Tier 2 — Topology/policy activation rollback (no destructive schema). Only the active wallet_topology / wallet_policy pointer changed.

  1. Export wallet_topology, wallet_policy, wallet_bucket, wallet_bet_authorization, wallet_transfer, wallet_coupon_grant, wallet_ledger for forensics.
  2. Re-activate the previous topology only if no accepted bet or unresolved authorization references the candidate topology (check wallet_bet_authorization for status='AUTHORIZED' rows on the candidate topology — if any exist, resolve/settle/rollback them first; activating away from a topology with live authorizations strands those stakes).
  3. Confirm reconciliation is clean after re-activation: force a cycle (or wait one hourly tick) and verify wallet_ledger_reconciliation_drift_buckets == 0 — the wallet_service/app/tasks/ledger_reconciliation.py check joins buckets and coupon grants to their ledger tip on the full (brand_id, player_id, topology_code, bucket_type_code) key, so a topology re-point that strands or mismatches any balance shows up here.
  4. Go to Step 4 (Verify).

Tier 3 — Snapshot restore (LAST RESORT — money-lossy). Only if destructive schema/seed changes were applied and Tiers 1–2 cannot recover. Requires incident-commander + finance sign-off because every money mutation after the snapshot timestamp is lost and must be reconciled manually against provider records.

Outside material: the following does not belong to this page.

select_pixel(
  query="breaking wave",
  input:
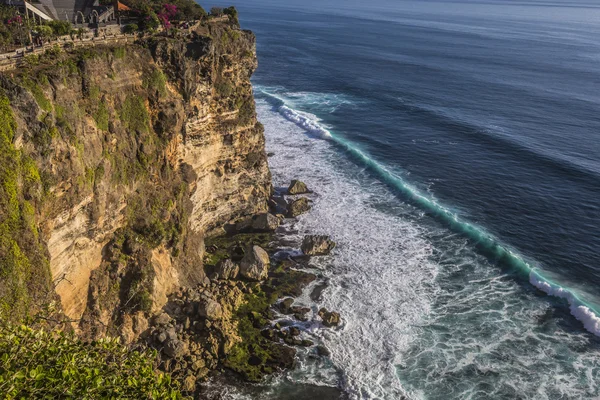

  1. Confirm a verified pre-rollout snapshot exists and its timestamp.
  2. Capture a current full dump first (post-incident forensics + manual replay source).
  3. Restore the snapshot.
  4. Manually reconcile provider settlements and deposits that occurred between the snapshot and the freeze against provider statements before unfreezing.
  5. Go to Step 4 (Verify).

Step 4 — Verify before all-clear (all tiers).

  1. Restart services + workers; GET /health green for every service and wallet_worker/player_worker heartbeats fresh.
  2. Run the Smoke Checks below.
  3. Force a reconciliation cycle (or wait one hourly tick) and confirm wallet_ledger_reconciliation_drift_buckets == 0 (this single gauge covers both the bucket and coupon-grant segments).
  4. Execute one real deposit → bet authorize → settle → withdraw round-trip on a canary account; confirm balances and ledger tip agree.
  5. Only then reverse Step 0 (lift maintenance/flags, restore provider ingress) and declare all-clear.

Never auto-correct a reconciliation drift as part of rollback — investigate root cause first. Auto-correcting an unexplained drift converts a detectable accounting bug into silent money loss.

Smoke Checks

  • GET /health succeeds for every affected service.
  • wallet topology read endpoint returns the active topology and version.
  • wallet policy read endpoint returns the active policy versions.
  • player wallet snapshot includes topology code and version.
  • a small sports test bet authorizes, settles, and produces ledger rows.
  • a small casino test bet authorizes, settles, and produces ledger rows.
  • duplicate request IDs are idempotent with matching payloads.
  • duplicate request IDs reject payload mismatches.